Na fala desta segunda, o chefe da Comunicação Social voltou a dizer que o Palácio do Planalto trata os protestos como fatos naturais de um regime democrático e avalia que as manifestações são “dentro da normalidade democrática”.

“O mais importante para o governo é que possamos quebrar o clima de pessimismo que existe no país. Medidas estão sendo tomadas para que isso seja superado em breve. Cabe, nesse momento, acreditar na força e no potencial do país. Temos de ter otimismo em relação ao que o país está fazendo. Em breve, o Brasil voltará a crescer”, ressaltou Edinho Silva em uma entrevista coletiva concedida, no Palácio do Planalto, ao final da reunião semanal da coordenação política.

O titular da Comunicação Social destacou que, além do cenário de pessimismo, o Brasil passa neste momento por uma atmosfera de “intolerância política, cultural e religiosa”. Para ele, a suposta intolerância não ocorre apenas por parte da oposição com o governo, mas também por parte dos partidos que integram a base aliada.

Edinho Silva defendeu que haja “otimismo” na população e pediu que a sociedade, os empresários e os movimentos sociais acreditem que o país alcançará a retomada do crescimento econômico.

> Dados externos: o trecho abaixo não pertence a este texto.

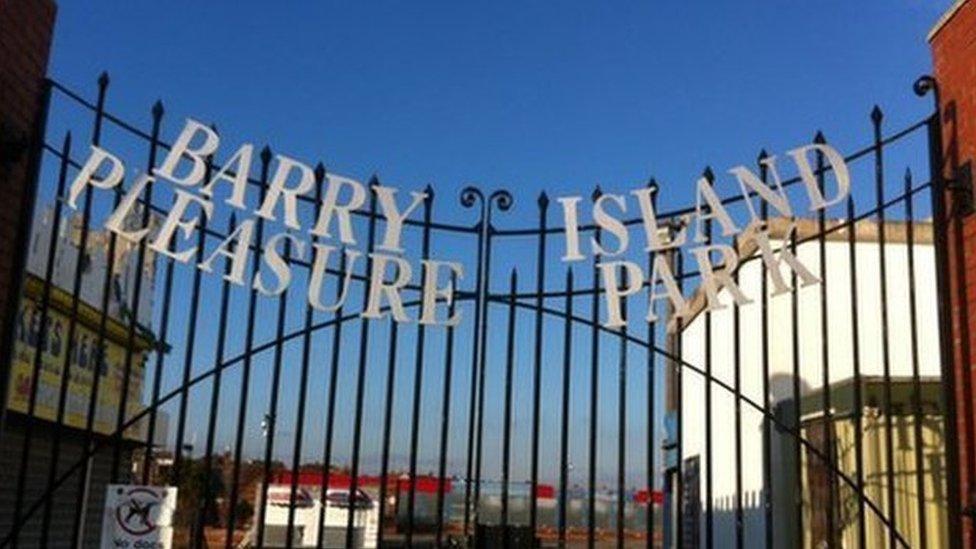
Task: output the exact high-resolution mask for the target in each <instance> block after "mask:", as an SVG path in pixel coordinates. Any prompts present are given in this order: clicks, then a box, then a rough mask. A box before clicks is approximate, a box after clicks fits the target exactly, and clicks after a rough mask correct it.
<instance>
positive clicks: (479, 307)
mask: <svg viewBox="0 0 976 549" xmlns="http://www.w3.org/2000/svg"><path fill="white" fill-rule="evenodd" d="M462 200H463V198H462ZM479 223H480V226H479V230H478V257H477V267H478V272H477V275H476V280H475V287H476V290H475V301H474V330H473V331H474V341H473V351H472V353H471V389H470V398H471V400H470V401H469V406H468V448H467V460H466V462H465V463H466V465H465V473H464V533H465V535H467V534H469V530H468V528H469V525H470V521H471V496H472V483H471V480H472V478H473V477H472V474H473V471H472V466H473V464H474V448H475V444H474V442H475V415H476V413H477V407H476V406H477V400H478V397H477V394H478V354H479V352H480V351H479V348H480V342H481V335H480V334H481V308H482V307H483V306H484V303H483V299H482V298H483V296H482V295H481V286H482V277H483V276H484V275H483V273H482V270H483V263H484V261H483V260H484V245H485V239H486V235H487V220H486V219H485V214H484V210H482V214H481V220H480V222H479Z"/></svg>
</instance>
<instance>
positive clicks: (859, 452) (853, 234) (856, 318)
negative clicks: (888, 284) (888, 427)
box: [847, 196, 867, 547]
mask: <svg viewBox="0 0 976 549" xmlns="http://www.w3.org/2000/svg"><path fill="white" fill-rule="evenodd" d="M855 219H856V216H855V211H854V197H853V196H848V197H847V220H848V222H849V223H850V224H851V226H850V227H849V228H848V231H847V247H848V255H849V259H848V261H849V263H850V274H849V277H850V280H851V354H852V357H851V358H852V360H853V369H854V460H855V465H856V467H857V478H856V482H857V489H858V493H857V516H858V521H857V539H858V547H865V546H866V544H867V525H866V524H865V521H866V520H867V515H866V514H865V512H864V511H865V505H864V498H865V497H867V496H866V494H865V493H864V440H863V439H864V394H863V393H864V387H863V386H862V383H861V339H860V324H859V322H858V316H859V315H858V308H859V304H858V298H857V223H856V222H855Z"/></svg>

“É um momento difícil da vida brasileira, que temos de trabalhar para que a gente possa desfazer esse ambiente de intolerância, porque o Brasil sempre foi, historicamente, um país com diversidade religiosa, cultural, regional e política. Então, temos que combater esse ambiente que está sendo criado para que o Brasil volte àquilo que sempre foi sua tradição: convivência democrática com a diversidade de pensamento e de expressão, de opções”, enfatizou.

Os líderes do governo na Câmara, José Guimarães (PT-CE), e no Senado, José Pimentel (PT-CE), estavam ao lado de Edinho Silva na coletiva. Eles também participaram da reunião de articulação política coordenada pela presidente da República com ministros do núcleo duro do governo e com o vice Michel Temer.

Oposição

Sentado ao lado do ministro Edinho Silva, o líder do governo na Câmara falou na entrevista que o sentimento de intolerância no país é “manipulado” pela oposição. O deputado petista criticou o “ódio” contra o governo e afirmou que esta situação “interdita o diálogo.”

“Este espírito de intolerância é manipulado em parte pela oposição, que semeia o ódio, um antídoto da democracia, forjada e construída nas lutas pelas Diretas Já e contra o regime militar. Essa intolerância não é saudável, ela interdita o diálogo, o contraditório e o valor fundamental que tem de estar sempre na democracia: a divergência. Agora, ainda bem que quem faz isso é uma minoria”, avaliou José Guimarães.

Para ele, a conotação ideológica muito forte dos protestos do fim de semana dificultam o diálogo entre a presidente e os movimentos presentes nas manifestações. O líder governista defendeu “humildade” e “tranquilidade” ao governo para poder colocar “o pé na estrada”.

“O PSDB convocou os atos [deste domingo] e houve propaganda partidária para isso. […] Portanto, parte do movimento, evidentemente, assumiu uma conotação ideológica muito forte. Assim fica difícil a presidenta dialogar.”